Liquid staking gives you flexibility with staked assets. Stake ETH, get stETH in return – a token you can trade or use in DeFi while still earning your base rewards. No more waiting through lock-up periods! This lets your crypto work double duty.
Restaking is crypto's way of squeezing extra juice from already-staked assets. Protocols like EigenLayer let you use your staked ETH (or its liquid version) to secure additional networks and earn extra rewards on top.

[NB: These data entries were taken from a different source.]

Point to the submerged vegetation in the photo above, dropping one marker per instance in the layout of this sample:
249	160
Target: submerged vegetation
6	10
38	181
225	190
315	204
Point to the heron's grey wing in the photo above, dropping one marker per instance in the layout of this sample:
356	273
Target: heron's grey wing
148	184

It's essentially putting the same capital to work multiple times, potentially boosting yields while supporting the broader ecosystem.
Under the Radar 🔎
Chip giant NVIDIA has kicked crypto firms out of its Inception Accelerator Program as of April 24, formally adding "companies associated with cryptocurrency" to its no-fly list.
NVIDIA's CTO Michael Kagan didn't mince words back in 2023. "Crypto doesn't bring anything useful for society." Then the company went on to ride the mining boom to massive profits, only to now firmly pick Team AI over Team Crypto.
The biggest casualty? Arbitrum, a layer-2 platform which was about to be announced as NVIDIA's exclusive Ethereum partner until the chip giant got cold feet. Arbitrum promptly walked away, calling it a "sound business decision." Meanwhile, Aptos Foundation still has a seat at NVIDIA's table.
Well, some blockchains are more equal than others, perhaps?
That's it for this week's News Rollups. Until next Thursday, stay curious.